The Folic Acid for Vascular Outcome Reduction in Transplantation (FAVORIT)
Study Description
Patients with chronic renal disease are at high risk for cardiovascular disease.
Some of this elevated risk is due to a higher prevalence of established arteriosclerotic
risk factors such as advanced age, hypertension, dyslipidemia, diabetes, and physical
inactivity, but unique renal insufficiency/uremia-related risk factors may also
exist.
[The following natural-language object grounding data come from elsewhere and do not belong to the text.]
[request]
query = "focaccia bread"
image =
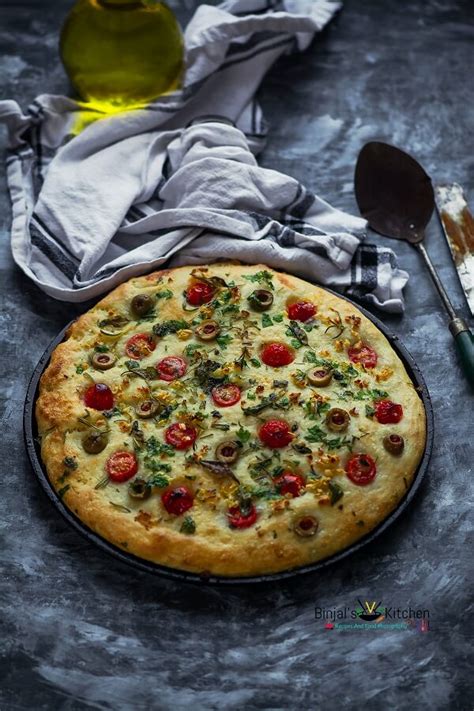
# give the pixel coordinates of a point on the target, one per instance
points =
(228, 420)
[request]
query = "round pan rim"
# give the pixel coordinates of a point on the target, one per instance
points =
(33, 450)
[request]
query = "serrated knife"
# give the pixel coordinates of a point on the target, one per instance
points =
(458, 227)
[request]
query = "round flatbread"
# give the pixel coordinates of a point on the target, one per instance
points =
(228, 420)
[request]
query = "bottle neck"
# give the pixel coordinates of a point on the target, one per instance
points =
(121, 4)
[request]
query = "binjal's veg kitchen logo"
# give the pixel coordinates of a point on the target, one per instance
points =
(373, 615)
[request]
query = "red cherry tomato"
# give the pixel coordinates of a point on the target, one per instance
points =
(301, 311)
(99, 397)
(277, 354)
(121, 466)
(275, 434)
(226, 394)
(365, 355)
(238, 519)
(180, 436)
(388, 412)
(140, 345)
(199, 293)
(177, 501)
(171, 368)
(289, 483)
(361, 469)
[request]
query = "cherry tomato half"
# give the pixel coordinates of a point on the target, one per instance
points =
(275, 434)
(388, 412)
(301, 311)
(289, 483)
(365, 355)
(140, 345)
(177, 501)
(226, 394)
(239, 519)
(199, 293)
(121, 466)
(180, 436)
(99, 397)
(277, 355)
(171, 368)
(361, 469)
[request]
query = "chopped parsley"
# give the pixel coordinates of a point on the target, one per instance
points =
(243, 434)
(132, 364)
(171, 326)
(164, 294)
(262, 277)
(188, 526)
(223, 341)
(318, 435)
(158, 480)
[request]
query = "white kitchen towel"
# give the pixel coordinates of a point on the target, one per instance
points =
(176, 181)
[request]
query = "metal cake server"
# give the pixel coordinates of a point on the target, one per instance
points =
(396, 197)
(458, 227)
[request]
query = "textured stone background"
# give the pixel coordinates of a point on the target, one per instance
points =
(79, 630)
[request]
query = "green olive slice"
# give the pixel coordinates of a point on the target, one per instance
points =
(94, 442)
(141, 304)
(147, 408)
(306, 526)
(139, 489)
(337, 420)
(103, 361)
(227, 451)
(207, 330)
(394, 443)
(319, 376)
(260, 299)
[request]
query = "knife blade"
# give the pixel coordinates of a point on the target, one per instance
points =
(458, 227)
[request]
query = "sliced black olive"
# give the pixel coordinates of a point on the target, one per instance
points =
(319, 376)
(139, 489)
(227, 451)
(306, 526)
(94, 442)
(103, 361)
(394, 443)
(207, 330)
(261, 299)
(147, 408)
(141, 304)
(337, 420)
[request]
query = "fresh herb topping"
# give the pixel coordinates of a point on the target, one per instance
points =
(316, 434)
(224, 340)
(171, 326)
(262, 277)
(243, 435)
(159, 480)
(164, 294)
(188, 526)
(295, 330)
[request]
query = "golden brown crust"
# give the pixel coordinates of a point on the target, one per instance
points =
(143, 527)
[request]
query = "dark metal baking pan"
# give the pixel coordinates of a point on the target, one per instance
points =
(33, 449)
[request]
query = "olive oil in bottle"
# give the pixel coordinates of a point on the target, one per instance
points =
(122, 53)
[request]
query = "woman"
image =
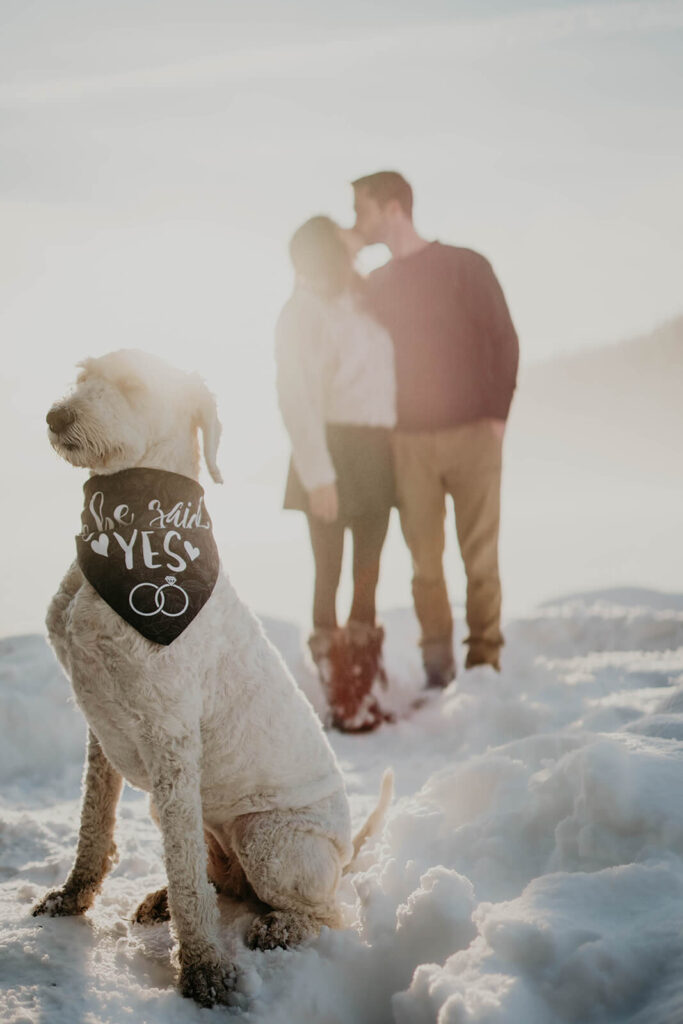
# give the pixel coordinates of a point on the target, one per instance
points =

Prominent among these risk factors are elevated levels of homocysteine.
The Folic Acid for Vascular Outcome Reduction in Transplantation project, which
began in August 2001 and will end January 31, 2006, is conducting a nationwide,
multicenter clinical trial that will determine whether total homocysteine-lowering
treatment with a high-dose combination of folic acid, vitamin B12, and vitamin B6
will reduce the rate of cardiovascular disease outcomes among stable renal transplant
recipients with mild to moderately elevated total homocysteine levels.
For several reasons, renal transplant recipients are a unique subpopulation for
testing the study's hypothesis. They exhibit a high rate of new and recurrent cardiovascular
disease outcomes. They display an excess prevalence of hyperhomocysteinemia despite
the nationwide fortification of cereal grain flour that is credited with reducing
homocysteine levels in the general population. And, their total homocysteine levels
can be safely and successfully normalized with folic acid and vitamins B12 and B6.
These overall conditions are representative of the population of people in the United
States with chronic renal insufficiency (serum creatinine of 1.5 mg/dL or higher)
who have not yet reached end-stage renal disease.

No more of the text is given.